4) n4 answers to n1 with file
5) n1 forwards file to n5
6) n1 stores a copy of the file in its cache datastore
7) n1 stores {key=200,n4} in his index
8) n1 stores {key=200,n5} in his index (n1 does not know n5 is final
destination).
9) n1 receives another request for key 200, he doesn't need to forward request
because the file is stored in its cache
10) (time passes) file is deleted from n1's LRU cache
11) (time passes) n1 receives another request for key 200 from n3.
12) n1 needs to decide whether to forward request to n4 or n5. Not sure what is
the criteria here, maybe he uses the node's reputation (WoT).
13) Some time later, file with key=200 is deleted from n4's datastore because
of LRU policy.
14) n4 broadcast to its neighbors n1, n30, n7 that key=200 is eliminated
However, the fact that key=200 can be found though n4 may imply that node n4
knows how to get key=200. There is another reason that makes me think this
assumption is valid. Nodes with similar keys are cluster together, aren't them?
Then, which routing decision is better for key=200? n5 or still using n4? *at
this point I am bewildered*
Not sure if n1 should delete {key=200,n4} from his index when he receives the
n4 broadcast.
Some comments: I am not sure if is possible to store a key with multiple
locations like steps 7 and 8, I guess is possible. I am still confused about
location swapping and what are the consequences of location swapping in the
node's index
Maybe a silly question, but...What do you mean by "top-level data structure".
What is the top-level data structure of Freenet?
Regarding your security note[1]. Not sure what do you mean. I suppose that you
refer to the fact that a node datastore cannot be accessed remotely. Users only
send requests to other nodes asking for a file and the remote node verifies its
datastore and answers the request. Thus, the storage is accessed only locally.

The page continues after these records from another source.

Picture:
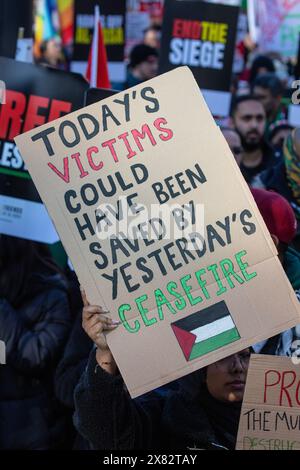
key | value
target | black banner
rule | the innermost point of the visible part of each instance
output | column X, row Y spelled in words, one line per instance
column 93, row 95
column 32, row 95
column 113, row 15
column 202, row 36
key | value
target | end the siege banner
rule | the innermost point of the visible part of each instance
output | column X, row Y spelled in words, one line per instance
column 270, row 416
column 161, row 229
column 202, row 36
column 33, row 95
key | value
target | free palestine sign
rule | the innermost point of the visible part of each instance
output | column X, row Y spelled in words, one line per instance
column 161, row 229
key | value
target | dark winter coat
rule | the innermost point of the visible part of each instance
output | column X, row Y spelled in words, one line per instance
column 109, row 419
column 34, row 334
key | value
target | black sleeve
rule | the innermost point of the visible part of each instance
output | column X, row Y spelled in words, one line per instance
column 108, row 417
column 33, row 349
column 73, row 363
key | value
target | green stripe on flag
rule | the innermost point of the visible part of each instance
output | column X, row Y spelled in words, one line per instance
column 216, row 342
column 19, row 174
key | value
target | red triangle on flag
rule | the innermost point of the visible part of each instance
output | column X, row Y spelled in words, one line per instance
column 185, row 339
column 99, row 56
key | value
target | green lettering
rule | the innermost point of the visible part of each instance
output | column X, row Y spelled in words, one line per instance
column 187, row 290
column 160, row 301
column 121, row 310
column 213, row 268
column 143, row 311
column 181, row 303
column 228, row 270
column 243, row 266
column 202, row 283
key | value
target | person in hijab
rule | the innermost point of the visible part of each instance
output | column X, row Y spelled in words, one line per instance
column 203, row 413
column 284, row 178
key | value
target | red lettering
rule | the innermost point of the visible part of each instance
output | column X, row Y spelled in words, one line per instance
column 283, row 387
column 267, row 384
column 33, row 119
column 126, row 142
column 58, row 109
column 11, row 115
column 177, row 28
column 169, row 133
column 93, row 165
column 66, row 174
column 110, row 144
column 137, row 135
column 76, row 157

Regarding what I am trying to achieve. I am looking somehow accelerate the
speed of the search, share bookmarks (specialized in some terms) among a group
of people probably by using PSK maybe some friends of friends. Improve the
Library code.
Thanks a lot again and forgive my dummy assumptions,
leuchtkaefer
________________________________
From: Ximin Luo <[email protected]>
To: leuchtkaefer <[email protected]>; Discussion of development issues
<[email protected]>
Sent: Tuesday, May 21, 2013 12:06 PM
Subject: Re: [freenet-dev] questions about Library for my GSoC project
On 20/05/13 22:36, leuchtkaefer wrote:
>
>
> Hi infinity0,
>
> My proposal to GSoC13 is highly related to your code (Library).
>
> First, do you have any extra documentation on the code that you think it
> could be useful for me to understand the most important parts, such the
> SkeletonBTreeMap?
>
Hello,
I did Library for GSoC 2009 and back then I was inexperienced with building and
engineering large software codebases (such as freenet and its plugin
ecosystem). There are many aspects of Library that I would do differently today
if I was re-doing that project.
A large part of Library focuses on serialisation of massively-large(1) data
structures, implemented *on top of* freenet's decentralised(2) storage. (1) and
(2) together is what makes the problem hard.[1] For my GSoC 2009 project, I
tried to solve this problem by implementing a load-on-demand local data
structure (SkeletonBTreeMap) that represents the *overall* data structure (a
B-tree) as it exists on freenet storage.
By contrast, massively scalable distributed systems such as Bigtable, and even
the underlying freenet DHT storage system, never expose the *overall* data
structure to the clients of those systems - instead they allow piece-by-piece
access, e.g. by row, or by key, and the client never sees the top-level data
structure.
For Library's B-Tree, this is not feasible, because (due to the design of
freenet) we cannot offload computation (i.e. data structure book-keeping) onto
other nodes.[2] It was also not feasible to use freenet's decentralised storage
more directly, because it has certain properties (such as LRU cache) that are
not acceptable for a search index.
So. That was an overview of the abstract algorithmic issues surrounding the
design of Library. Please let me know if any part of what I just said is not
understandable. Every sentence makes an important theoretical point. If you do
not fully understand *any part*, ask me to clarify, otherwise I fear that you
may repeat the same mistakes that I did. This is not exactly a problem since
GSoC is partly about learning - but it would be sub-optimal for the project's
progress.
I'll hold off on answering the rest of your questions to give you a chance to
digest my previous answers. Understanding those will make it easier for you to
understand my answers to the next section - and you may even be able to figure
those answers out for yourself without me explaining it explicitly.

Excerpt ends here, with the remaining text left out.